Today, whether you call her mistress, jezebel, woman on the side, side chick, sweetheart, or homewrecker, this woman — the third wheel when a husband decides to have an affair — can either be a silent partner, holding her corner and causing no harm, or a lit fuse waiting to, or always causing a ruckus.
What’s the most frustrating experience you’ve had with the other woman? These wives share what made their lives a living hell.
Kim-Marie, 38, married 10 years:
She sent me a message on Facebook, right after my second child was born, telling me about their affair. Truly, at that point I was experiencing post-partum depression, and didn’t care at all, and I told her as much — that she should enjoy him. Apparently she wasn’t satisfied because she also found our house number and would call, wanting to talk, found my LinkedIn and sent messages, and when I returned to work she called the office, got my CUG, and then proceeded to harass me by text message. Trust me, I had no interest in this girl, but it seemed that she wanted someone to talk to about what she and my husband were doing, and was shocked that I wasn’t taking the bait. But truth be told, I didn’t even care what he was doing because childbirth had done such a number on my body and mind that, if he wanted to leave, I would have wished him well. Eventually I just told him to rein her in, and the messages stopped. We haven’t even spoken about the affair or whatever it was, but he is home, and is accessible, so I doubt he’s still fooling around.

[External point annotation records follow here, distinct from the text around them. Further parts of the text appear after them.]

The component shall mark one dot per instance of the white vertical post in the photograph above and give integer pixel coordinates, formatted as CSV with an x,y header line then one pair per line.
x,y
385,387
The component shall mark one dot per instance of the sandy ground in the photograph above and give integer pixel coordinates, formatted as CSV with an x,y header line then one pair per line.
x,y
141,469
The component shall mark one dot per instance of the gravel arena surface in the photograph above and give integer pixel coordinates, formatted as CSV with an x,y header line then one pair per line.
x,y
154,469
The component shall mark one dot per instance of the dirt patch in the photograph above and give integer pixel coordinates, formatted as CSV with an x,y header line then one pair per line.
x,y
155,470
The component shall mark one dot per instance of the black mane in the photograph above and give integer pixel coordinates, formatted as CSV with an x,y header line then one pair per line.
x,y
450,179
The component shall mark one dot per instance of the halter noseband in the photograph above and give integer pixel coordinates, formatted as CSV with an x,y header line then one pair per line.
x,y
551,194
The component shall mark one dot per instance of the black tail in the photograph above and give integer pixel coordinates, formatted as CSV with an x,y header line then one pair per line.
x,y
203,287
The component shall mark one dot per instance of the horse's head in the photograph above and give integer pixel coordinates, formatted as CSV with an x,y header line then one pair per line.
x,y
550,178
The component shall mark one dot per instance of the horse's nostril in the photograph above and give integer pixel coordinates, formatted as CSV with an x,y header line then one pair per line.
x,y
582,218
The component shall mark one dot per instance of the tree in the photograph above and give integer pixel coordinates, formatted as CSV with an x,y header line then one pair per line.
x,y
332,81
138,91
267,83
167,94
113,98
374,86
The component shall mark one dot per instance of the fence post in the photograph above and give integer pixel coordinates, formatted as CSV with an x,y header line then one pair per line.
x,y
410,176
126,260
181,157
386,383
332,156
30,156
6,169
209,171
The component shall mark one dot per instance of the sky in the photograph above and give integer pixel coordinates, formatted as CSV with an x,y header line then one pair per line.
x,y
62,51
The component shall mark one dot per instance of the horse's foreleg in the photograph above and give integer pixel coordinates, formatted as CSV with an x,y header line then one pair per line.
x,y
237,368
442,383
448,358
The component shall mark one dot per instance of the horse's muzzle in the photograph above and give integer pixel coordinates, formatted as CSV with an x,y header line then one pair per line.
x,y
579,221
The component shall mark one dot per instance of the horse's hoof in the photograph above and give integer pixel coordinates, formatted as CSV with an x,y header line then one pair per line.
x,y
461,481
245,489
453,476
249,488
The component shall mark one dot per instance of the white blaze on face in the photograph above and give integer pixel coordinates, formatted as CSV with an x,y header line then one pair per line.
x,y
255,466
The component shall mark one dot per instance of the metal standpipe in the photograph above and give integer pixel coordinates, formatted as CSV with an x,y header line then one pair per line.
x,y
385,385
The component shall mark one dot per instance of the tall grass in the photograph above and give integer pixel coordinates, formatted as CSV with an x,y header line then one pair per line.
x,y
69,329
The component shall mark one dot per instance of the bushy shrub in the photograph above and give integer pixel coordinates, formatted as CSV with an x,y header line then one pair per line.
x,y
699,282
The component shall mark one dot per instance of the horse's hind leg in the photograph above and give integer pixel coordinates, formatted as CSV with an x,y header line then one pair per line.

Christie, 28, married three years:
It was frustrating because he decided to cheat with someone in our neighbourhood, so I couldn’t even bear my shame in peace — everybody knew. We had been trying unsuccessfully to have a baby, even before marriage, and when she contacted me and called me a “mule” that hurt more than anything because it meant that he had shared our struggles with her. I kept my head up, though, because I believe in working for my marriage, even when there’s temptation. He said it was just a brief thing, and it ended, but I still don’t feel comfortable venturing outside our home. We’re in the process of buying a house in another parish, and I’m pregnant with our first child, so I guess God is still working on us.

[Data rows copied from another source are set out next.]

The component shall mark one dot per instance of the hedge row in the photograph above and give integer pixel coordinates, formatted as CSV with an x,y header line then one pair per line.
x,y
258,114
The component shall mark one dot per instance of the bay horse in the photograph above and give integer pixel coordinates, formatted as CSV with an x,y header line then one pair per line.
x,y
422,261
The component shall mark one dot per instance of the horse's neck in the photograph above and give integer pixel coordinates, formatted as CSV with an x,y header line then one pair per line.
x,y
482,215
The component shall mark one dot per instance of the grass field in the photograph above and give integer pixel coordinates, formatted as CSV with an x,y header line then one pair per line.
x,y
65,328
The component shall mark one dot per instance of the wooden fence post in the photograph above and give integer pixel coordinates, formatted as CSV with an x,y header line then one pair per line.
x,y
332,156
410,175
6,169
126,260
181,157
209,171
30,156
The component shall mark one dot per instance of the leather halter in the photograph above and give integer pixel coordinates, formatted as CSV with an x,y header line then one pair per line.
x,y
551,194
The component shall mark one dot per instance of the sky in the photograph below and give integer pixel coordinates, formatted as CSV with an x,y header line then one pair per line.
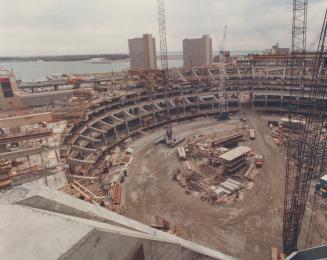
x,y
54,27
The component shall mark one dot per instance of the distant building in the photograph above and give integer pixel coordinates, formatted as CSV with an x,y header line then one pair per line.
x,y
275,50
9,94
197,52
142,52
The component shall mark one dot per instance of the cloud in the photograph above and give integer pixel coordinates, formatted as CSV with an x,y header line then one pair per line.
x,y
43,27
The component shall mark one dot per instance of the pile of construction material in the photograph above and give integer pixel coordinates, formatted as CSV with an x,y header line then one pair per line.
x,y
212,167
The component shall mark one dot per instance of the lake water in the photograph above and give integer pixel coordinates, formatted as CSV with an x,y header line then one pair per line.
x,y
39,70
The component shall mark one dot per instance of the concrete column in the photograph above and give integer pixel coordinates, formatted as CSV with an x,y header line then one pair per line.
x,y
116,133
155,118
126,124
140,120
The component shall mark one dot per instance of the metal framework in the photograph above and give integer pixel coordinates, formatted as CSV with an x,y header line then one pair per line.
x,y
164,65
304,147
222,78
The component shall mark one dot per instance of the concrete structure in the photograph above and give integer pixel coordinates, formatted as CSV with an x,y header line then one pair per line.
x,y
275,50
197,52
42,223
9,95
142,52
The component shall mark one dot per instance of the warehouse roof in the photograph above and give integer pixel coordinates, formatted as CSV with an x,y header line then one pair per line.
x,y
235,153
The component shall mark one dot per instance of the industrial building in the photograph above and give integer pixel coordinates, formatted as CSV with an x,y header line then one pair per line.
x,y
142,52
197,52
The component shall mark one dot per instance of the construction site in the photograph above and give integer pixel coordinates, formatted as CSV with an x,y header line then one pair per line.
x,y
223,161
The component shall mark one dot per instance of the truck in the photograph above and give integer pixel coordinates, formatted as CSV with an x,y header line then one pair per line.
x,y
252,133
181,153
258,160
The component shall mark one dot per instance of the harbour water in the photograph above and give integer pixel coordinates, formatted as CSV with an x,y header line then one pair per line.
x,y
39,70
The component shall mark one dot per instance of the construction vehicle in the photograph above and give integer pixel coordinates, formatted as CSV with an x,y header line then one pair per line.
x,y
252,134
258,160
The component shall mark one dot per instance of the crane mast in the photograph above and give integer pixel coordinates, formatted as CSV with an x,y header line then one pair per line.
x,y
222,78
164,68
303,149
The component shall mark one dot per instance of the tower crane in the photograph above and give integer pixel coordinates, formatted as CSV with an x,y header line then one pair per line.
x,y
303,148
223,103
169,137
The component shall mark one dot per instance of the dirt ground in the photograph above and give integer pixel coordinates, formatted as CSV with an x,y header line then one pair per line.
x,y
247,229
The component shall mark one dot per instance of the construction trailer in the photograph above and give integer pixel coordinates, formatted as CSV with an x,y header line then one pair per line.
x,y
234,159
229,141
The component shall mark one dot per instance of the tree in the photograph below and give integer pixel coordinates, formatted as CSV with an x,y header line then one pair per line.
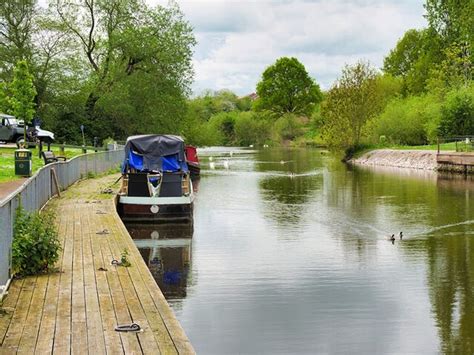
x,y
413,58
16,27
22,93
352,102
139,63
286,87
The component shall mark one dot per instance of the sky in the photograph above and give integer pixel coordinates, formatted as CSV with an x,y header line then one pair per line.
x,y
237,40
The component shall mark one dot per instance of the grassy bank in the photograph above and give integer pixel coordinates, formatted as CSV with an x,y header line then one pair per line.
x,y
7,161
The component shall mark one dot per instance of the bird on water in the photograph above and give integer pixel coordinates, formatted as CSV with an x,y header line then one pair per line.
x,y
392,238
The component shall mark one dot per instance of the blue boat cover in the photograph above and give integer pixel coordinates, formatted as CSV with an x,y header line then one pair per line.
x,y
169,163
151,153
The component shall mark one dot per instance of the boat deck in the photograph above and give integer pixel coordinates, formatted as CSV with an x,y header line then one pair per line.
x,y
77,309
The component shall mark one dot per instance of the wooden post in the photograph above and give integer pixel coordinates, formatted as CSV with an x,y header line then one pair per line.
x,y
55,180
40,148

Stacy-Ann, 44, married 22 years:
She wrote me a letter, a “woman to woman” kinda letter, and sent it by post — yes, when the mailman came and I went out there, there were the regular bills, and this red envelope with a letter from her stating who she was, what she wanted, and explaining that my husband had told her that our marriage was dead, and we were just living together because of the kids. Her letter said she was a decent, moral, and spiritual person who had met her soulmate, and would not give him up. I laughed at first because this poor girl didn’t understand that my husband was broke and all the assets were mine, and he had presented himself otherwise. I told him to do better at controlling his women, but this particular one was serious — it went on for about two years, her contacting me, until I just never heard from her again.
Shanique, 25, married one year:
This isn’t exactly the other woman in that sense, but she’s his baby’s mom, who, I guess, never got over him. She lives in another town so he has to go and visit his daughter. A few days before our wedding she called me to confess that she slept with him on one of the visits and was pregnant again. I can’t tell you how devastated I was, and he confessed that yes, something happened, but he doubted she was telling the truth. And, to be fair to him, she didn’t have a second baby. You might say that I was foolish to go ahead with the wedding, but I love him. I’ve set limitations for how they should interact for their daughter’s sake, but she still finds ways to frustrate me everyday, and make me think that something is going on. Having to deal with this for 15 more years is a terrifying thought.